De belangrijkste markten, bepaald op basis van de kwantitatieve IFRS criteria, zijn:

  • België, Duitsland en Nederland voor de Eurozone
  • Verenigde Staten voor de Niet-Eurozone.
Verdere informatie omtrent de activa van de onderneming –
ligging
(in 000 €)
België
Buiten België
Totaal
Materiële vaste activa 20.722 9.283 30.005
Immateriële activa 11.392 7.331 18.723
Voorraden 29.569 5.700 35.269

VOORUITZICHTEN

In wholesale tonen de voororders voor het najaar 2014 een stijging versus vorig jaar. Die stijging is uiteraard lager dan in de eerste jaarhelft omdat daar geen badgoed factor is. Van de Velde verwacht echter voor volledig 2014 een sterke groei binnen wholesale.

De evolutie binnen retail en dan vooral Intimacy valt moeilijk te voorspellen.

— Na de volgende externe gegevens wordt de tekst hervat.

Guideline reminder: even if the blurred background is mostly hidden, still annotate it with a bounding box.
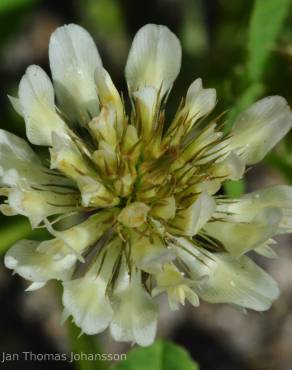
[0,0,292,370]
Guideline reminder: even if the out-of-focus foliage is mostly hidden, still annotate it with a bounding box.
[247,0,291,82]
[0,0,36,15]
[112,340,199,370]
[0,0,292,370]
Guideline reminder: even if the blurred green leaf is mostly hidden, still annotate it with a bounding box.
[112,340,199,370]
[224,180,245,198]
[265,153,292,183]
[67,320,108,370]
[0,0,36,15]
[247,0,291,81]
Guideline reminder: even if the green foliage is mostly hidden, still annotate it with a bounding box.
[224,180,245,198]
[0,0,36,15]
[112,340,199,370]
[0,217,47,254]
[67,320,108,370]
[247,0,291,81]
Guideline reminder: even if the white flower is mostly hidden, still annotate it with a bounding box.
[0,24,292,346]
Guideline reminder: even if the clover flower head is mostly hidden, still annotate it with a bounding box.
[0,24,292,346]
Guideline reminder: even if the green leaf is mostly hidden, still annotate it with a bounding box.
[224,180,245,198]
[112,340,199,370]
[247,0,291,81]
[0,0,36,15]
[67,320,108,370]
[265,153,292,183]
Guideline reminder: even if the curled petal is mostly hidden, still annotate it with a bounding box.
[18,65,66,145]
[110,276,158,346]
[176,238,279,311]
[125,24,181,97]
[63,276,113,335]
[49,24,101,124]
[229,96,292,164]
[4,240,76,283]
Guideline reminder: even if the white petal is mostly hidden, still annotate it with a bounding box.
[186,78,216,120]
[25,281,46,292]
[211,152,245,180]
[230,96,292,164]
[18,65,65,145]
[110,272,158,346]
[177,238,279,311]
[49,24,101,124]
[133,86,157,139]
[0,129,72,191]
[63,276,112,335]
[205,208,282,257]
[170,193,215,236]
[4,240,76,283]
[7,95,23,116]
[220,185,292,233]
[94,67,124,137]
[125,24,181,97]
[7,188,79,228]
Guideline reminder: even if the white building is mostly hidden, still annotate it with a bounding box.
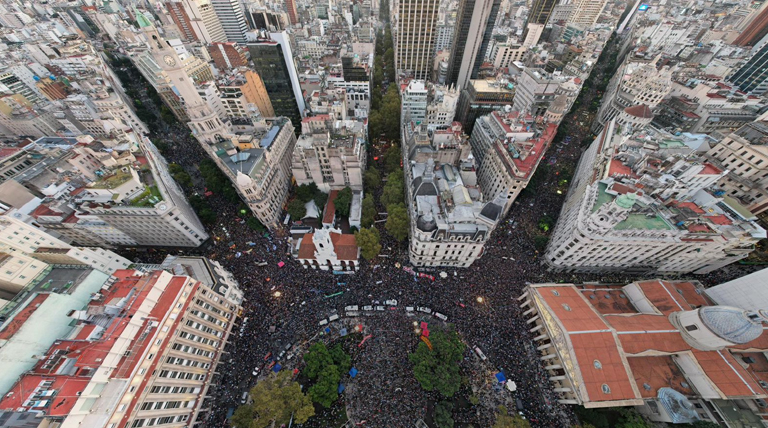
[469,112,557,218]
[426,85,461,130]
[706,116,768,215]
[293,228,360,271]
[592,56,672,133]
[0,210,131,274]
[212,117,296,228]
[291,116,366,193]
[401,80,429,123]
[545,121,766,274]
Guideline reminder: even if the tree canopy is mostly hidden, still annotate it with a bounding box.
[408,330,466,397]
[493,406,531,428]
[232,370,315,428]
[333,187,352,217]
[355,227,381,260]
[384,202,410,242]
[304,342,352,407]
[360,193,376,227]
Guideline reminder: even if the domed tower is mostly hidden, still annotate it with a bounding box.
[586,193,637,234]
[669,306,768,351]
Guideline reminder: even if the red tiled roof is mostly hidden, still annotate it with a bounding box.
[0,147,21,159]
[619,331,691,355]
[323,190,339,224]
[677,202,704,214]
[699,163,723,175]
[299,233,315,260]
[570,333,639,401]
[539,285,608,332]
[637,280,691,315]
[31,205,61,218]
[330,233,358,260]
[692,349,765,398]
[624,104,653,119]
[627,355,693,398]
[603,314,675,332]
[0,294,48,340]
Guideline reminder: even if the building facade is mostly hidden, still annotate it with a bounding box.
[248,32,306,129]
[291,118,367,193]
[0,267,242,427]
[519,280,768,426]
[545,121,765,274]
[469,112,557,214]
[395,0,440,80]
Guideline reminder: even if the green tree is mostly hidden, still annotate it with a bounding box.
[309,365,341,408]
[434,401,454,428]
[363,167,381,192]
[493,406,531,428]
[288,198,307,221]
[229,404,254,428]
[333,187,352,217]
[304,342,333,379]
[382,145,401,173]
[360,193,376,227]
[355,227,381,260]
[250,217,267,232]
[408,330,466,397]
[381,172,405,211]
[330,343,352,373]
[296,183,320,202]
[251,370,315,428]
[384,203,410,242]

Ook op het niveau van REBITDA verwacht Van de Velde voor volledig 2014 een sterke groei, echter deze groei zal op jaarbasis procentueel lager liggen dan de groei op halfjaar. Zowel omzetgroei als REBITDA-groei zijn immers uitzonderlijk hoog in de eerste jaarhelft.

RISICO

Intimacy is gedagvaard in het kader van een potentiële groepsvordering waarbij men beweert dat Intimacy een inbreuk zou gepleegd hebben op FACTA ("Fair and Accurate Credit Transactions Act"). Deze wetgeving bepaalt welke kredietkaart details op het kassaticket mogen worden vermeld. Deze zaak bevindt zich nu nog in een fase van inzage van stukken. Het is onzeker of een certificatie voor groepsvordering zal toegekend worden.

Het management kan momenteel niet op een betrouwbare en redelijke wijze inschatten wat het resultaat zal zijn of welke vergoedingen verschuldigd zouden kunnen zijn. Het management verwijst wel naar de volgende zaken:

  • Voor zover wij weten, heeft geen enkele consument schade geleden doordat de kredietkaart details op het kassaticket werden vermeld.
  • Het betreft een eerder beperkte periode.
  • Er zijn sterke argumenten en verdedigingslijnen.

Het is daarom eveneens onmogelijk om vandaag in te schatten of deze zaak zal leiden tot een cash-uitstroom noch wanneer deze zaak eventueel zal worden beslecht. Het management zal er alles aan doen om een eventuele cash-uitstroom te vermijden.

Van zodra we meer relevante duidelijkheid kunnen geven, zullen wij dit communiceren.

TUSSENTIJDSE VERKORTE GECONSOLIDEERDE FINANCIELE INFORMATIE

Deze tussentijdse verkorte geconsolideerde financiële informatie werd opgemaakt in overeenstemming met de op de tussentijdse verslaggeving toepasselijke internationale standaard, met name IAS 34.

Er werden dezelfde boekhoudprincipes en berekeningsmethodes gebruikt als in de geconsolideerde jaarrekening per 31 december 2013.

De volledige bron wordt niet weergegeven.